HM Treasury Identifies Areas for Improving the UK Securitization Framework12/13/2021Following its call for evidence earlier this year, HM Treasury has published its report on the review of the U.K. Securitization Regulation. HM Treasury was required to conduct a review of the functioning of the Regulation and report to Parliament on its findings by January 2022.
The Securitization Regulation provides the criteria for identifying which securitizations will be designated as "simple, transparent and standardized" (STS) securitizations, a system to monitor the application of those criteria as well as common requirements on risk retention, due diligence and disclosure. Related provisions under the Capital Requirements Regulation set out the regulatory treatment of exposures to securitizations that are deemed to be STS securitizations.
The review covered a wide range of topics, including the effects of the U.K. Securitization Regulation. HM Treasury notes that it is "challenging" to draw any conclusions on the impact of the Regulation on the U.K. securitization market because it has only been in effect since 2019 and there have been rare events, such as the coronavirus pandemic, that have impacted the financial markets.
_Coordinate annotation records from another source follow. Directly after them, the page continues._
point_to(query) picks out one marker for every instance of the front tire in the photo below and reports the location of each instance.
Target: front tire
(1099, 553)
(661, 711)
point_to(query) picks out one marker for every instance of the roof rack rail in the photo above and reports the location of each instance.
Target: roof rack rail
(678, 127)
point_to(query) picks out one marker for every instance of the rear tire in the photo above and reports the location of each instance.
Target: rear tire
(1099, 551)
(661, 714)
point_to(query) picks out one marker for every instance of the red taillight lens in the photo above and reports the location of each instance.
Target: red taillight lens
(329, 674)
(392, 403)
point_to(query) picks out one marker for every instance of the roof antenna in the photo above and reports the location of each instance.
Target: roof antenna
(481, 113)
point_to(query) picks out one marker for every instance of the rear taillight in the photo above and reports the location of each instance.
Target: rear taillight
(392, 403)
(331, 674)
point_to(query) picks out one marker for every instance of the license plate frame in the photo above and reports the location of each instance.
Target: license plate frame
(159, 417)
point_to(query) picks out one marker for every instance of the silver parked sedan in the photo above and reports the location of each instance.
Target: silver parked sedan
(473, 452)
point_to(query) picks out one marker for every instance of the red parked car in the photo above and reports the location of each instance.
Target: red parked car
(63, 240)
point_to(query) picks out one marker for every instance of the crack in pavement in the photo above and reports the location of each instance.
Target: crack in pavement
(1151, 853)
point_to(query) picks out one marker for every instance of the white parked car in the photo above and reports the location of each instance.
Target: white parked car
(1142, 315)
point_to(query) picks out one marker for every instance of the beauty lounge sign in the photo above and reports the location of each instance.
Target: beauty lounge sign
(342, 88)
HM Treasury notes that the Regulation has improved transparency in the U.K. securitization market, although it has not yet advanced securitization issuance as it might have.
However, the government reports that there are areas that would benefit from amendments, which it will work with the Financial Conduct Authority and Prudential Regulation Authority to bring about. These include the appropriateness of the disclosure requirements for different types of securitizations, removing non-U.K. Alternative Investment Fund Managers that market or manage AIFs in the U.K. from the scope of the due diligence requirements, clarification of the due diligence requirements for investors when they invest in non-U.K. securitizations, potential for improving the risk retention regime and introduction of an STS equivalence regime for recognizing non-U.K. securitizations as STS in the U.K. Two areas which appear to be functioning satisfactorily are the third-party verification regime and the provisions on Securitization Special Purpose Entities.
Finally, although outside of scope of the Securitization Regulation, the prudential requirements for securitizations will be assessed due to the high level of interest that emerged in the call for interest.